Und dann sah ich, warum das das Finale war: Die Feuerwerkskörper bildeten ein riesiges W, das selbst aus winzigen kleinen Feuerwerken bestand. Nachdem Umbridge den Zwillingen verboten hatte, ihre Scherzartikel in irgendeiner Weise in der Schule zu benutzen, war das hier natürlich die ultimative Rache. Der Anfangsbuchstabe ihres Nachnamen mit ihren eigenen Scherzartikel vor allen Schülern und sogar einigen Lehrern.

"Und Goldkehlchen, war das ein würdiges Finale?", fragte George mich grinsend, woraufhin ich spaßhaft mit den Schultern zuckte. "Das war schon großes Kino. Aber der Umbridge-fressende Drache hat mir trotzdem besser gefallen."

Ich sah nach unten, wo all die Schüler den Zwillingen zujubelten und sich an ihrem Streich erfreuten. Und dann sah ich sie.

Wir waren zwar recht weit oben in der Luft, doch ich würde den Rot-Ton ihrer Haare überall erkennen. Allie war wach.

George schien zu bemerken, dass etwas nicht stimmte. "Was hast du?"

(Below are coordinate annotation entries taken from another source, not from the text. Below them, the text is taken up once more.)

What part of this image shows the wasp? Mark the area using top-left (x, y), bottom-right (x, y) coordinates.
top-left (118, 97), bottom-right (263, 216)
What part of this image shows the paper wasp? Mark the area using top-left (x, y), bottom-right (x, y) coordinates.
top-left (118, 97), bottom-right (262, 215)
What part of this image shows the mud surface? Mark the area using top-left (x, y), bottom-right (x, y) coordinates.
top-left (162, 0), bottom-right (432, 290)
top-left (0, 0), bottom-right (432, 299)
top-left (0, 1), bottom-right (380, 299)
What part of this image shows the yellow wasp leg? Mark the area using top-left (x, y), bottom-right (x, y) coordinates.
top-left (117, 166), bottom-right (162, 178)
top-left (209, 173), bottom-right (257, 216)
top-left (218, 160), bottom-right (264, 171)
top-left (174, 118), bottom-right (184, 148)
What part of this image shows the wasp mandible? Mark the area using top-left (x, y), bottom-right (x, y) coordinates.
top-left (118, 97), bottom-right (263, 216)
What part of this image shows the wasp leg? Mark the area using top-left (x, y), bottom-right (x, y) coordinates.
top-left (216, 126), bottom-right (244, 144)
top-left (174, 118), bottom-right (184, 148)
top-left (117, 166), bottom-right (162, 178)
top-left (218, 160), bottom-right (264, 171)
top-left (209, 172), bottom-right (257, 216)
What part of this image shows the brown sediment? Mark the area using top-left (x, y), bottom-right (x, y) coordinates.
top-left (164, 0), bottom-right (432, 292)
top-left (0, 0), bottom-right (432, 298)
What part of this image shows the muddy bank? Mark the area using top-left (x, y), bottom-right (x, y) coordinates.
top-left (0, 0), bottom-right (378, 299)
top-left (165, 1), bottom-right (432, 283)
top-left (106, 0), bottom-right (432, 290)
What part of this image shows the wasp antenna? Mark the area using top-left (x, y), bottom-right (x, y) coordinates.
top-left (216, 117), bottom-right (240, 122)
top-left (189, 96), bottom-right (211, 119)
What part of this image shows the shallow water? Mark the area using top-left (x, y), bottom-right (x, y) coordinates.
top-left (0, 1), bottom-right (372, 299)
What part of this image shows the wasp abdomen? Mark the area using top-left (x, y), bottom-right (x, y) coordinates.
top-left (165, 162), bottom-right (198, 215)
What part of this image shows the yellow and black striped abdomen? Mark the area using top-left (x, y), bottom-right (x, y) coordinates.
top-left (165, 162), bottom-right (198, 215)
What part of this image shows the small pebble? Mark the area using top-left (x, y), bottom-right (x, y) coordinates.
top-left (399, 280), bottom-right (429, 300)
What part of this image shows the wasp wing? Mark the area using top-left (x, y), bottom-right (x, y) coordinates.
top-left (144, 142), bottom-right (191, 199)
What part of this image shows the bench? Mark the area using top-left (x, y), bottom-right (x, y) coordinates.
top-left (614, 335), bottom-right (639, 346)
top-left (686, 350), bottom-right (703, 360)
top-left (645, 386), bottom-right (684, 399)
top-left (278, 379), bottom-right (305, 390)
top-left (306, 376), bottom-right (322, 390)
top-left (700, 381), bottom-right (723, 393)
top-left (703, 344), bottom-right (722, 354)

Er drehte seinen Kopf zu mir. "Allie ist da unten. Sie war nicht bei der Prüfung wegen einer Vision", erklärte ich ihm. Und ich musste nichts weiter sagen. Er verstand und gab Fred ein kurzes Zeichen, dass er gleich wieder da sein würde.

George setzte mich am Rand des Schulinnenhofes ab. "Ich hoffe, es ist alles in Ordnung", sagte er und drückte einmal meine Hand. Ich nickte nur und stürzte mich in die Schülermenge.